Obama’s hubris -- the belief that he can do no wrong, that he can miraculously lead America to “harness the sun and the winds and the soil to fuel our cars and run our factories” -- will lead him to shift blame for his inevitable failures onto the shoulders of the American people.
Already, it has begun. If Obama’s policies fail, he will blame his partisan critics, the benighted Americans who refuse to acknowledge, “that the stale political arguments that have consumed us for so long no longer apply.” If our economy continues to shrink, as it certainly will under Obama’s “new New Deal,” Obama will blame our continued “collective failure to make hard choices and prepare the nation for a new age.”

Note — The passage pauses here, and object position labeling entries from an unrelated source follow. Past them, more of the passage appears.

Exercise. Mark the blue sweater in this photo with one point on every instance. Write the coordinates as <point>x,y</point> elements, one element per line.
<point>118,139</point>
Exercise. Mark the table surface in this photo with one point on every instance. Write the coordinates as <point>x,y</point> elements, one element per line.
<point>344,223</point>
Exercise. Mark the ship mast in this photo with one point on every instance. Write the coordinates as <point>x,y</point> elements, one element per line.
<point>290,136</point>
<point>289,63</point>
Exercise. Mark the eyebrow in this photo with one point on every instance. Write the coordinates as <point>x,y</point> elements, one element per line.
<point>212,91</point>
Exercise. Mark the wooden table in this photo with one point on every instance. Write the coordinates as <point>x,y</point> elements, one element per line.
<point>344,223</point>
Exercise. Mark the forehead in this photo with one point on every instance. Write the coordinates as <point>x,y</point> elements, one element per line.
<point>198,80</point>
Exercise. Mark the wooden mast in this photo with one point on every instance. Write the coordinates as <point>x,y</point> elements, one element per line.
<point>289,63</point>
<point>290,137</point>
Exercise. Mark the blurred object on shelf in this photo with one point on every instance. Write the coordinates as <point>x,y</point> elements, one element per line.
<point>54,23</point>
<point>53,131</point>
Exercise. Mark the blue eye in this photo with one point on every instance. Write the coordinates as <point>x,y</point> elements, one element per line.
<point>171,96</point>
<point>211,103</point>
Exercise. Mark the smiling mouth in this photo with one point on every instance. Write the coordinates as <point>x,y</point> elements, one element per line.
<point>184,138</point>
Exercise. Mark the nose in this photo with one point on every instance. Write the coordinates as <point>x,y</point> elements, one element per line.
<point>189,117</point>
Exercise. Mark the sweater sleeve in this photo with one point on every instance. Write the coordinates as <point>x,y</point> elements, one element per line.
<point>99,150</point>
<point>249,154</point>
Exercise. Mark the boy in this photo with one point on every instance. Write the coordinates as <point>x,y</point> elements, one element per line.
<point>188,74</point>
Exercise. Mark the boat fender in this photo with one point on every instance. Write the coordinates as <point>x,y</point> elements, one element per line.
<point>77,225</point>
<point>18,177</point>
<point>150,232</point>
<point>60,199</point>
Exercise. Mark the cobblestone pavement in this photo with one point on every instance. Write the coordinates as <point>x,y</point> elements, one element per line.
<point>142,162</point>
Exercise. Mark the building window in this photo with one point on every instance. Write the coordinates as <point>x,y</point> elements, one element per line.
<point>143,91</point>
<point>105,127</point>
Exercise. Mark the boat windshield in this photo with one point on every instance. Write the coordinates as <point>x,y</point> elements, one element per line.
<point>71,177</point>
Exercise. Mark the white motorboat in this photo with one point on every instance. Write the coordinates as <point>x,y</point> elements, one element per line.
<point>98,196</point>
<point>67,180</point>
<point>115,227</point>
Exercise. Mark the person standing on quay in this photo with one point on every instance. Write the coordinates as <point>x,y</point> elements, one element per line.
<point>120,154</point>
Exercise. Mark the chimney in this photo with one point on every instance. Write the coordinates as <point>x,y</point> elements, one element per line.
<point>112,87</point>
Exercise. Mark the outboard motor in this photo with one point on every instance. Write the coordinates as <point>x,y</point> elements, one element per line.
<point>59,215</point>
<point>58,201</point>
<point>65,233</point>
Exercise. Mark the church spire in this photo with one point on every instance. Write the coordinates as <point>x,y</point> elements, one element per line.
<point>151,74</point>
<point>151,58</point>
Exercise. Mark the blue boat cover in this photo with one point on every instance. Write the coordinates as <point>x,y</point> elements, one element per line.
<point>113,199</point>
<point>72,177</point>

In his fatal distrust of the American people, Obama echoes President Jimmy Carter. In his address, Obama noted a “profound … sapping of confidence across our land -- a nagging fear that America’s decline is inevitable, and that the next generation must lower its sights.” Here he echoes Carter, who famously declared an American “crisis of confidence … a crisis that strikes at the very heart and soul and spirit of our national will.”
This is dangerous stuff. Pessimism is a natural outgrowth of tough economic times, to be sure, but the American people do not believe that America’s decline is inevitable. In fact, the only commentators who have posited the inevitability of American decline are Obama and his supporters. As Obama puts it, “the world has changed, and we must change with it.”
But if Obama’s plans to “remake America” in the European image fail -- and, God willing, they will -- his grandiose self-involvement and blustering pomposity will lead him to condemn the very Americans who elected him. The meaning of Obama’s “transformational moment” will become naked in the light of day; it will become obvious that Obama’s election was Americans’ superfluous attempt to move beyond race, not a broad mandate to remold the country.
And Obama will learn the hard way that while Americans will never fail, presidents can.